MadeYouReset DDoS attack
Image

Overview

  • MadeYouReset (CVE-2025-8671) leverages HTTP/2 control frames to force servers into unbounded processing loops by treating reset streams as closed while backend work continues.
  • The flaw stems from a mismatch between stream-reset semantics and server request handling that allows attackers to bypass SETTINGS_MAX_CONCURRENT_STREAMS limits per connection.
  • Security researchers warn that the tactic can fuel large-scale, hard-to-detect DDoS assaults by blending malicious resets with normal traffic, though no in-the-wild exploitation has been observed to date.

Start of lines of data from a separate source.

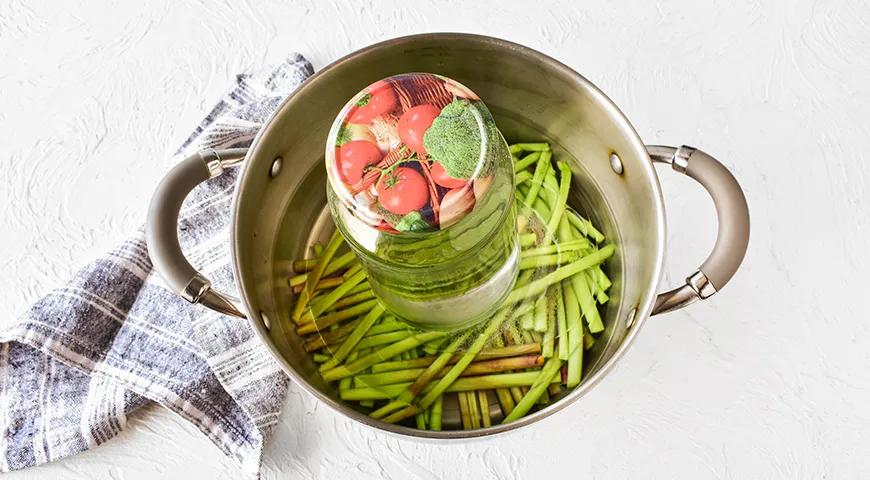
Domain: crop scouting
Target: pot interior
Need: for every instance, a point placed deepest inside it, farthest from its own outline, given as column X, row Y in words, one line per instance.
column 533, row 98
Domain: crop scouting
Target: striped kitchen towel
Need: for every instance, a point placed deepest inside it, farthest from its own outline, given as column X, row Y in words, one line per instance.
column 114, row 338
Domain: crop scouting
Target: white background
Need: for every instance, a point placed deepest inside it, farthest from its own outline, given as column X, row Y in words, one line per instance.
column 769, row 379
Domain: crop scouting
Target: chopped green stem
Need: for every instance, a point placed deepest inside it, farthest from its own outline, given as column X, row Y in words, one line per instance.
column 585, row 226
column 528, row 240
column 475, row 368
column 464, row 411
column 421, row 378
column 385, row 339
column 333, row 336
column 540, row 320
column 346, row 383
column 335, row 317
column 543, row 379
column 323, row 284
column 474, row 409
column 505, row 400
column 466, row 359
column 561, row 202
column 538, row 286
column 530, row 147
column 563, row 247
column 316, row 273
column 521, row 165
column 587, row 304
column 490, row 354
column 380, row 355
column 548, row 346
column 575, row 336
column 352, row 271
column 300, row 266
column 435, row 415
column 554, row 260
column 335, row 265
column 349, row 300
column 354, row 338
column 561, row 323
column 527, row 320
column 483, row 382
column 333, row 297
column 523, row 177
column 541, row 168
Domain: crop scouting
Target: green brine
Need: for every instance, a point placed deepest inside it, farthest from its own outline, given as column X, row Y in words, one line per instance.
column 421, row 186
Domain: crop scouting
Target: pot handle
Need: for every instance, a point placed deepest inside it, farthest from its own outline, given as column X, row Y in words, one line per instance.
column 161, row 228
column 733, row 237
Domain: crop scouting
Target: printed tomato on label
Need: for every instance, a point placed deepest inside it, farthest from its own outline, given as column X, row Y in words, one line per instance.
column 380, row 99
column 440, row 176
column 353, row 157
column 413, row 125
column 403, row 191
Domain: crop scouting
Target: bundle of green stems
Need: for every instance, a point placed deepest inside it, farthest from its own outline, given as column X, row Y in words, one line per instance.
column 530, row 349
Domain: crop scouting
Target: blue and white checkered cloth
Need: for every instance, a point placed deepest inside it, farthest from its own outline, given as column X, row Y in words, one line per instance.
column 114, row 338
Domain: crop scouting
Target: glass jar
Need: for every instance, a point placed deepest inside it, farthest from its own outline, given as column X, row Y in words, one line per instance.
column 421, row 186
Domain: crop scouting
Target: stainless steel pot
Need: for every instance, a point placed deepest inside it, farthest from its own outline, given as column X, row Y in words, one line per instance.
column 280, row 200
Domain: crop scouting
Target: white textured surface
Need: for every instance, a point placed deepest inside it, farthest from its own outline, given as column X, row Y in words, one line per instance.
column 770, row 379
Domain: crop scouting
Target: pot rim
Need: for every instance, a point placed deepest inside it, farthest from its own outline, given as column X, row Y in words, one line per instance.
column 643, row 310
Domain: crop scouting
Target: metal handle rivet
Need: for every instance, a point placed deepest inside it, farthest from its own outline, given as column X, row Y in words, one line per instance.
column 629, row 319
column 616, row 164
column 276, row 167
column 266, row 322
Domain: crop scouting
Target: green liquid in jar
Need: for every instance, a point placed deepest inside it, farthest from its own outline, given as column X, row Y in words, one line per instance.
column 435, row 270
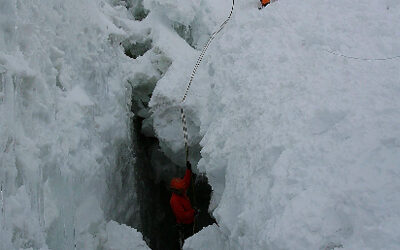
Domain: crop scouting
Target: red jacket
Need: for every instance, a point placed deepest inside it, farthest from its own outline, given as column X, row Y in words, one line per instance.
column 180, row 204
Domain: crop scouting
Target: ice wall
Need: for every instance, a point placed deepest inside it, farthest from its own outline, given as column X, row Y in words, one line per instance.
column 300, row 145
column 64, row 97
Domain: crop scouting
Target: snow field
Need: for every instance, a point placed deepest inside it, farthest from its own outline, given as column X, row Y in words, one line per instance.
column 299, row 145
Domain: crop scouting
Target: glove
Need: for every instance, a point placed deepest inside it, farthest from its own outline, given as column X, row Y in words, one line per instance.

  • Apache Tomcat, F5, Fastly and Varnish have already released patches, and other affected projects are conducting impact assessments and assigning vendor-specific CVEs.
  • CERT/CC and the discovering teams recommend limiting the rate of RST_STREAM frames, auditing HTTP/2 behaviors and consulting supplemental mitigations hosted on GitHub.